A Quick Overview to Safe Home Canning

This guest post is by I’m A Prep Kat and entry in our non-fiction writing contest .

canning jar A Quick Overview to Safe Home CanningI know we have a lot of seasoned canners in the Pack. This article is aimed at the few who are afraid to jump in or are just starting out. Home canning is such a wonderful way to store food for later. Anyone can do it – you just need to learn to do it safely.

We grow and can food for many reasons; to keep our abundant harvest, to save money, to ensure healthy food for our families by avoiding additives or chemicals in packaging, and many more reasons. As we think about canning as a means to preserve food, a reminder about safe canning and storing of food is never out-of-order.

How does canning preserve food?

Home canning, when done correctly, preserves food by removing oxygen, killing bacteria and microorganisms and preventing the growth of yeasts and molds. It is one of the best methods to keep your harvest.

Following safe canning methods and recipes is the only way to lessen the incidences of food poisoning. One of the most dangerous forms of food poisoning is caused by Clostridium botulinum. These bacteria can exist dormant in the soil for many years, and when the conditions are right can multiply rapidly and produce a deadly toxin.

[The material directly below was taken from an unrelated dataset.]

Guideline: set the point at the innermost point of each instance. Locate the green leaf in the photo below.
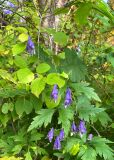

It likes to grow in moist, low acid foods with low levels of oxygen. Improperly handled and processed food jars are the perfect environment for botulinum spores to grow. Washing food before canning can reduce, but not eliminate the spores on the surface of food.

Since botulinum spores can survive boiling water, pressure canning, where tempratures reache at least 240 degrees F and pressures reach 10 to 15 pounds per square inch, needs to be used when canning low some foods. There is no safe method for water bath canning meat and vegetables. Grandma may have done it, but we know now that you must use a pressure canner for low acid foods.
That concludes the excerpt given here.